I learned a lot from this conversation, but I'll try to distill my takeaways as they relate to SMM:

  1. Most Social Media Marketing is Legal Without Disclosure
    Want to create accounts for your client or project at social sites, interact with the community under those accounts or build up popularity/followers? You're in the clear, and can do so without saying who's paying you or why you're engaging in those activities. It only gets hairy if/when you're leaving comments or content that endorses a product or company that's paid you to do so. For example, if SEOmoz hired a social media crew to go say nice things about our tools or post a link to them in every forum on the web where SEO was discussed, they'd need to state their relationship with us each time they engaged in that fashion.
  2. Link Builders Don't Have to Disclose Their Relationships
    As Sarah said, since it's not relevant to the consumer that an agency or consultant is doing link acquisition, this doesn't fall under something the FTC cares about.
  3. Google & the FTC Have Very Different Requirements About Paid Links
    If you buy links and put nofollow on them, that's NOT good enough for the FTC and you may be breaking the law. Instead, you need to label links that have been purchased in visual ways on the page ("sponsored links," "advertisements," "supporters," etc.) to clearly indicate the financial relationship. Google's guidelines don't request this human-visible disclosure, but instead want those links to use rel="nofollow" so they can remove the value those citations pass from their link graph. This dichotomy is certainly frustrating.
  4. Linkbait, Viral Content & Microsites Don't Require Disclosure (most of the time)
    Since viral content is typically free, generally not specifically endorsing a product/service and doesn't fall under the "paid links" issue, it's pretty safe to engage in without disclosure, whether on a subdomain, subfolder or microsite.

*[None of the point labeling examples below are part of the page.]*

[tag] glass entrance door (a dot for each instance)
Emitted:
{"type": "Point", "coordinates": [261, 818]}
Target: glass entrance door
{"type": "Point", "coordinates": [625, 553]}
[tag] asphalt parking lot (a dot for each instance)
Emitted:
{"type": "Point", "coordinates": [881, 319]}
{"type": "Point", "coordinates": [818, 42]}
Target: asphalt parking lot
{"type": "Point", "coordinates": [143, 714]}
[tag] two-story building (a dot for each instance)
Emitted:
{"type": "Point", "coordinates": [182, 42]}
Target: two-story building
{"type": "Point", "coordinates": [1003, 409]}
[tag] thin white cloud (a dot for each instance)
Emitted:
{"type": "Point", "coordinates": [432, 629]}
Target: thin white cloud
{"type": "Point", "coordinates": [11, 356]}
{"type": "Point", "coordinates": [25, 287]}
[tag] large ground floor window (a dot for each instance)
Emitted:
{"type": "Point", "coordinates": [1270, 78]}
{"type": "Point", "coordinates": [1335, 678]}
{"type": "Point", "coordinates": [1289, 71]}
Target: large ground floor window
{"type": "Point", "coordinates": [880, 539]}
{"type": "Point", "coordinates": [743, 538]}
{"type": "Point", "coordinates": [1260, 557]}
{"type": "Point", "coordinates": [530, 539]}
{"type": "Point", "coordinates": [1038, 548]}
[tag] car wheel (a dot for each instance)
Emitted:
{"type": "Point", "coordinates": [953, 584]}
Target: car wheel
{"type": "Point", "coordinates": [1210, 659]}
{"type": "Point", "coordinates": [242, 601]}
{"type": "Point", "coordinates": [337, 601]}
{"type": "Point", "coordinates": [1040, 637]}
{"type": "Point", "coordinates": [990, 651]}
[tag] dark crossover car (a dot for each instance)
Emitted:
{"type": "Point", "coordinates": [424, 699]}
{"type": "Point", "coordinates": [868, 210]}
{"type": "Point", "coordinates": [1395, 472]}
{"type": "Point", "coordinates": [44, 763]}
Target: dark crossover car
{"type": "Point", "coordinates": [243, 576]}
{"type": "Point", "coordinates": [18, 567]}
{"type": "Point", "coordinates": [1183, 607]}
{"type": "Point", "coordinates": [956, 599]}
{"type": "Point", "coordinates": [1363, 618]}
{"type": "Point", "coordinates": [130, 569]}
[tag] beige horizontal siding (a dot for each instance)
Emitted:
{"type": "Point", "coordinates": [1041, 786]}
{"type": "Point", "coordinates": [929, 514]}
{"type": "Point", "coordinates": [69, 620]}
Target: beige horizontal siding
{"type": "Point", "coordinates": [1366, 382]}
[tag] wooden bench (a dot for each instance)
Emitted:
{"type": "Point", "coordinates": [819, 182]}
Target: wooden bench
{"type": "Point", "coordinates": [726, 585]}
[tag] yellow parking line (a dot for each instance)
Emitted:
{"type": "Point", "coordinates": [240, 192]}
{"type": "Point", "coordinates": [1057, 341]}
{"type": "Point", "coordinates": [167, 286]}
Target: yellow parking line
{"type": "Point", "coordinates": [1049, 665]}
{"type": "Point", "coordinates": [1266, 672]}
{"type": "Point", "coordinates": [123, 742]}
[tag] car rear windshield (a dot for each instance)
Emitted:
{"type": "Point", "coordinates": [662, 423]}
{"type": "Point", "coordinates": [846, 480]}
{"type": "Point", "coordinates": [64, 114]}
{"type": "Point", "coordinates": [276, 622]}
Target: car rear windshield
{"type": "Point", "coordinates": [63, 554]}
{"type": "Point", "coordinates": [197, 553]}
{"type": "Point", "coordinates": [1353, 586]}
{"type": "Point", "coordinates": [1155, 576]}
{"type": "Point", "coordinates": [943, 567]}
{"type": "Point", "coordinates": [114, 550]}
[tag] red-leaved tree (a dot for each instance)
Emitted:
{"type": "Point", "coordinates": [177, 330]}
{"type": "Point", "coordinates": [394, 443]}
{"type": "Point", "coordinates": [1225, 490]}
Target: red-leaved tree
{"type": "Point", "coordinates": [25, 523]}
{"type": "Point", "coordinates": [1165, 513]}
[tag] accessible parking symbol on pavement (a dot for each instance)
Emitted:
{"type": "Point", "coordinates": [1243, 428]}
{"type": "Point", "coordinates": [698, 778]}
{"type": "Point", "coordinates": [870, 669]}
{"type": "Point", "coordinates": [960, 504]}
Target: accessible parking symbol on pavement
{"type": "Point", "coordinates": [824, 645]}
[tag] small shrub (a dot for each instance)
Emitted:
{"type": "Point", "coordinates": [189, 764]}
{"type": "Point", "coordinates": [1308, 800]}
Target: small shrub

Big thanks to Sarah for helping out, and I'm sure she'll make some time for replying to comments & questions as well. I'd also like to take this opportunity to note that for the past year, Sarah's not only been our legal blogger and chief counsel, but also our COO. She's fulfilled that role amazingly well and I'm incredibly proud of her. I know this has meant long absences from the blog, but it's awesome that I don't have to deal with our upcoming 785 page financial audit, HR issues, etc. Thanks Sarah! :-)

p.s. Note that the FTC governs the United States only, so rules may vary widely in other geographies.